Why not take a "known" rehab exercise and progress it in a novel and functional way? Take a look at how you can create a progression for your rotator cuff patients and athletes.
Take advantage of the motion of Core-Tex, the stability of the handrail and a few mini bands and you have a rotator cuff strengthening exercise that is more integrated and more interesting to your patient.
This single arm work is going to light up the core and shoulder stabilization. The reactive variability of Core-Tex turns on all the stabilizers through the core and shoulder girdle in response to all of the available movements of Core-Tex. A big "thank you" from John Sinclair of Hive Performance for sharing with us.
Ankle sprains represent one of the largest, if not the largest occurring injury in collegiate sports. Ligament sprains of the ankle also effect all demographics with poor rehabilitation of the initial injury being a leading risk factor for recurring sprains.
Loss of dorsi flexion due to sub-optimal articulation of the ankle mortise frequently occurs following ankle sprains.
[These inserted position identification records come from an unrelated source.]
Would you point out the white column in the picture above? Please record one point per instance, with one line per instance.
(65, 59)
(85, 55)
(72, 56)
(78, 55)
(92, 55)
Additionally, research has shown the significance of hip strength in preventing ankle sprains.
Watch how the motion of Core-Tex and the smoothness of the motion allows for a very unique way of addressing both dorsi flexion AND hip involvement at the same time.
This is a great way to get your hands off your patient or athlete and let them work independently combining range of motion and neuromuscular control. A win win!
The Glute Bridge aka Hip Bridge or Hip Thrust is a very popular and effective exercise. This sagittal plane movement is great for targeting the posterior chain. But what happens when you "super-size" the demand on the posterior hip by driving variable vector forces into the hip from the torso motion on Core-Tex? A completely unique challenge to the neuro-muscular system for stability and strength gains not found with any other product. Add a familiar tool you are probably already using to further vary the environment.
By dictating the user position on the platform, you can target specific motions of the lumber spine and the lower thoracic spine that will improve motion and stability. These lower threshold moves are excellent for the patient or athlete currently experiencing lower back pain. The subtle, fluid motions of the platform can reduce the threat and encourage safe motion. The user can perform completely independently of the therapist or trainer, allowing for ongoing motor learning and movement confidence.
We have the honor of sharing with you some hip rehab applications sent to us by physical therapist Bryce Taylor. Bryce shares with us:
"I have a unique opportunity to capture overhead views at my clinic and for the Core-Tex, this makes sense. I've been working with this gentleman for several hip-related cases to restore functional mobility and return him to competitive distance running. He has had surgeries for labral tears and hip impingement. In this case, the Core-Tex has aided in self-administered and guided multi-planar end range of motion of the hip and lower kinetic chain. I like that they can freely explore within the limits of their own subjective boundaries and that, I believe, can have more impact than passive motion."
Take this familiar arm position we use on the wall to mobilize the thoracic spine, add the patented motion of Core-Tex and you have a very unique and effective way to enhance scapular motion. This is also a great move to help mobilize the tissue inferior to the posterior shoulder joint.
Using the new Core-Tex Dual, we demonstrate how you can access lateral spinal flexion using the motion of the Core-Tex and the anchor options for the hands on both sides of the platform. The supine, unloaded position and reactivity of the platform allow you to access different segments of the spine during motion.
Choose to keep the motion dynamic, or hold for longer intervals with the upper body anchored and drive the motion to the same side repeatedly by driving rotation with the legs.